Дверь кабинета, ведущая в общую залу, распахивается, и из куплетов, зарифмованных его опустошенным умом, разом выступают персонажи квартирного театра.
Выпархивает младшая сестра жены, Роза:
Дункан весит сто пудов.
Чем платить? К Далькрозу
На обмен Внешторг готов
Выслать нашу Розу.
Дункан толста и неопрятна, Роза грациозна и девственно-чиста.
Являются родители Поли, Розы, Шуры и Леки – хмурый Абрам Варшавский с лоснящейся Шейной Леей:
Круто жали капитал,
Сох Абрам, сдал в весе,
Горе мыкал и менял
Много он профессий.
Но как только Наркомфин
Поднял курс валюты,
Стал Варшавский господин
Через две минуты.
Тут он сразу весь расцвел,
Занялся экспортом;
Булки белые завел,
Смотрит прямо чертом.
Шейна Лея всем страстям
Тоже дала волю
И, представьте, по утрам
Масла мажет вволю.
Чтоб не портить общий тон
И вторить супругу –
Как вам нравится фасон? –
Завела прислугу…
Промелькивает безымянная прислуга в белом фартуке, седые волосы пучком, поверх наколка.
Подходят вплотную легкомысленный Шура и целеустремленный Лека с его стеснительной подругой Мирой.
Шура бросил Караван,
Штепсель, арматуру,
И теперь, как Дон Жуан,
Рад всегда Амуру.
Шура спекулянтом стал
Денег-то навалом,
Для обмена он достал
Фунт гвоздей крестьянам.
Шура «страсть» держать готов
В заключенье строго.
Тьма на свете дураков,
Но таких немного.
Лека зелен, тощ и худ,
Весь ушел в науку;
Высох так, что весит пуд,
Нагоняет скуку.
Брось линейку, интеграл,
И не порть ты Шуры.
Стань мужчиной, черт тя драл,
Заведи амуры…
Улыбнись, взгляни кругом,
Сделай Мире глазки…
……………………………..
Поля с детьми – десятилетним Левой и восьмилетней Лялей – завершают шествие.
Поля стала разуметь
Канта, Локка с Юмом,
Но важней того уметь
Штрудель печь с изюмом.
Нет ритмической блохи,
Мучившей Далькроза.
Ляля говорит стихи
«Соловей и Роза».
У девочки и впрямь феноменальная память. Корней Чуковский, которого они навещали в Куоккале (от Сестрорецка полчаса на поезде), так вдохновился пятилетней Лялей, что даже имени ее менять не стал:
«Милая девочка Лялечка!
С куклой гуляла она
И на Таврической улице
Вдруг увидала Слона…»
От их дома на Кирочной до Таврической – рукой подать, из окна виден сад, переименованный нынче в Парк культуры и отдыха 1-й Пятилетки. Там-то и гуляла с куклой милая Лялечка.
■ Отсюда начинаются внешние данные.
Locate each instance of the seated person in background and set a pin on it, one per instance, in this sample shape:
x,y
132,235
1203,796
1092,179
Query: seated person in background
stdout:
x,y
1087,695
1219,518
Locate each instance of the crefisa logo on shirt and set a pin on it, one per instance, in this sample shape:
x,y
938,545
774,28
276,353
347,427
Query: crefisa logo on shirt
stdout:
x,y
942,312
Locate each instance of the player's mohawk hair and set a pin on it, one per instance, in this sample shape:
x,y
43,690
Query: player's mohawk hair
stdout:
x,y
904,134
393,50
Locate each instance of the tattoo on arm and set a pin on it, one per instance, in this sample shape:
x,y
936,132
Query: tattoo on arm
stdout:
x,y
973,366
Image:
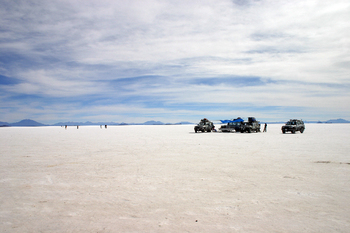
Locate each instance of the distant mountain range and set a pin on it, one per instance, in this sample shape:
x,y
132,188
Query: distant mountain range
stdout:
x,y
28,122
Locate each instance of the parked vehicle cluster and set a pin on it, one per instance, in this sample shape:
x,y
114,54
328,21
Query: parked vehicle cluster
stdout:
x,y
250,126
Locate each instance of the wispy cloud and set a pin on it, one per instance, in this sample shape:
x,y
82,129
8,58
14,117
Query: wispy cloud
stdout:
x,y
137,60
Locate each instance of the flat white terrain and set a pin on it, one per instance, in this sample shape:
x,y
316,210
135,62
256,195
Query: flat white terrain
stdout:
x,y
170,179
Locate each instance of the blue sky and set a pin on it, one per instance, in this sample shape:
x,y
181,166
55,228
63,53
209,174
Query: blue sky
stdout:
x,y
172,61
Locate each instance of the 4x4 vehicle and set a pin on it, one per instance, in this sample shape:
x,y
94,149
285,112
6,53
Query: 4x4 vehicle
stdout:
x,y
238,125
251,126
232,126
293,125
204,125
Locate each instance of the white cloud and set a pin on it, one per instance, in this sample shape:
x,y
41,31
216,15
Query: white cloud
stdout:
x,y
75,48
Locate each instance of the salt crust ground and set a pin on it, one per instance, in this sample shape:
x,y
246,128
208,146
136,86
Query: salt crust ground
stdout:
x,y
169,179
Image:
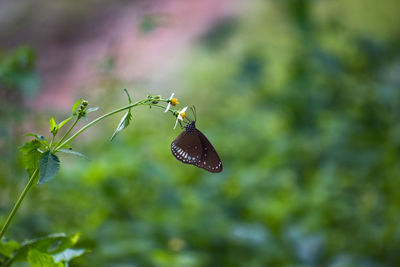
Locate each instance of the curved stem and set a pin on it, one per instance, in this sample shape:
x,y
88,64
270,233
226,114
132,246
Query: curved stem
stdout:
x,y
18,203
69,130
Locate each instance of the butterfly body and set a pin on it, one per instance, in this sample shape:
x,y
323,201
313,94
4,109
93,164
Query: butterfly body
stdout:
x,y
193,147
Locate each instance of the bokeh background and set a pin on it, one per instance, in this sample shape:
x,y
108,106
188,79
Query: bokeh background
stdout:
x,y
301,99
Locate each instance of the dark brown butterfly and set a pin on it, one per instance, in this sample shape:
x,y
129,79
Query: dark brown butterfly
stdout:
x,y
192,147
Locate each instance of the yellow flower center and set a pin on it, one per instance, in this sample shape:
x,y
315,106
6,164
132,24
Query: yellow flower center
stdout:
x,y
174,101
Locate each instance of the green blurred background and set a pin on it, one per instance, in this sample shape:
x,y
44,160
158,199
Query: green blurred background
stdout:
x,y
300,98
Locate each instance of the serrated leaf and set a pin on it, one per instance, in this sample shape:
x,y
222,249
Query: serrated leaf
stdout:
x,y
61,124
69,151
39,259
76,105
31,155
92,109
126,119
49,165
40,138
129,97
68,254
7,248
51,244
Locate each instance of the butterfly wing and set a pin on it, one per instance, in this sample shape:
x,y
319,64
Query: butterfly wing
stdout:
x,y
192,147
210,160
187,148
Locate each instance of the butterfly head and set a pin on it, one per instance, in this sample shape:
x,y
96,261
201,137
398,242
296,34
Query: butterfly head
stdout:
x,y
189,122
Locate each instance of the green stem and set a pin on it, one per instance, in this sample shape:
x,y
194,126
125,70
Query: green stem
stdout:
x,y
18,203
69,130
138,103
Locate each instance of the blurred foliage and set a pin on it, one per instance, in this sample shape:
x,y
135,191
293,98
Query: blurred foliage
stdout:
x,y
301,100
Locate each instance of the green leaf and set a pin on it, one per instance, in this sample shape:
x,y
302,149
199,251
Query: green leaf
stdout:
x,y
40,138
126,119
129,97
69,151
75,106
51,244
68,254
61,124
53,125
49,165
31,155
92,109
39,259
7,248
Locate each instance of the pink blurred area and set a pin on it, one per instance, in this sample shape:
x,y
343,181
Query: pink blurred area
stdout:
x,y
68,60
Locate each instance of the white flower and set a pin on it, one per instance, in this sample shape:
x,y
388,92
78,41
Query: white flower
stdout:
x,y
171,101
181,116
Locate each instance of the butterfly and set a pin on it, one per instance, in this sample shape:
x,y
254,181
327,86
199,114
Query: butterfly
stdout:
x,y
193,147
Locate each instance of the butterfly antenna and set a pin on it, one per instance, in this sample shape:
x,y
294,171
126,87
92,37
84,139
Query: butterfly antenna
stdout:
x,y
193,108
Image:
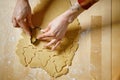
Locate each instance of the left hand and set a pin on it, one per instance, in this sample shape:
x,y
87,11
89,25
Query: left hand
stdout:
x,y
54,32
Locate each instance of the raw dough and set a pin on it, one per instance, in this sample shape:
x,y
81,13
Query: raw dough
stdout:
x,y
55,63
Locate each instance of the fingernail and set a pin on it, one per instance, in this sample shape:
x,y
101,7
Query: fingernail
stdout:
x,y
42,30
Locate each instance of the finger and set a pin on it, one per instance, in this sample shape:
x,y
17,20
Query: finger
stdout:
x,y
51,42
25,27
54,47
30,21
15,22
45,30
46,39
47,34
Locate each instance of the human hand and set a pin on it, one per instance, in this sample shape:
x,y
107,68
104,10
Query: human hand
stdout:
x,y
54,32
22,16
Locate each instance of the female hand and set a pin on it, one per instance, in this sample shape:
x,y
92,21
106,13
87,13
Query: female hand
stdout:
x,y
22,16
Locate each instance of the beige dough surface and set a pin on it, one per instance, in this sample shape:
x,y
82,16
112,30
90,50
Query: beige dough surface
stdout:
x,y
55,63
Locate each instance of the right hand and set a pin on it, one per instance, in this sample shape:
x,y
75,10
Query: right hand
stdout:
x,y
22,16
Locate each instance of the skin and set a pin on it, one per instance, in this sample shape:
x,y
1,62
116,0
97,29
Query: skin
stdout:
x,y
55,30
22,16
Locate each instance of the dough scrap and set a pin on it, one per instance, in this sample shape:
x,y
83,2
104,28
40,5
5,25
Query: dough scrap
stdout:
x,y
53,62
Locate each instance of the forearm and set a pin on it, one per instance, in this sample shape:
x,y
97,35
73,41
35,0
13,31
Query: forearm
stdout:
x,y
78,8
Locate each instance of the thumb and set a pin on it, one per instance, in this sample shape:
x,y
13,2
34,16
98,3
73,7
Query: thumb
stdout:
x,y
30,21
46,29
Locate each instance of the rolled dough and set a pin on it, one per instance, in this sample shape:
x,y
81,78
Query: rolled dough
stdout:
x,y
55,63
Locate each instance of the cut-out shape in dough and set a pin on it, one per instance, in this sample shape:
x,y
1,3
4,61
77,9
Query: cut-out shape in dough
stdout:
x,y
53,62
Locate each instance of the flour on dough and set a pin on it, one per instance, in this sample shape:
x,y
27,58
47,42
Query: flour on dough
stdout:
x,y
53,62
Про Леву и вовсе несправедливо:
Лева много обещал,
Думали – он гаон,
Но «балдою» доказал,
Что большой балда он.
Гаон в переводе с иврита – гений. Балда – это игра. Расчерчиваешь квадрат пять на пять, в середине пишешь слово. От него, с добавлением одной буквы по вертикали или горизонтали создаются новые слова. Чем больше клеток заполнено, тем сложнее в мешанине букв увидеть новое слово. Лева – смышленый, но быстро сдается. Неусидчивый. Ляля, вдохновившая поэта, натура властная, на правах младшей манипулирует всеми. Но не Полей.
Есть у нас свой совнарком,
Поля – наш Ульянов.
Кто не хочет стать ослом,
Должен стричь баранов!
Роза Лялю балует. Детей у нее нет и вряд ли будут – балерины рожают, уходя со сцены, а Розу только что приняли в труппу.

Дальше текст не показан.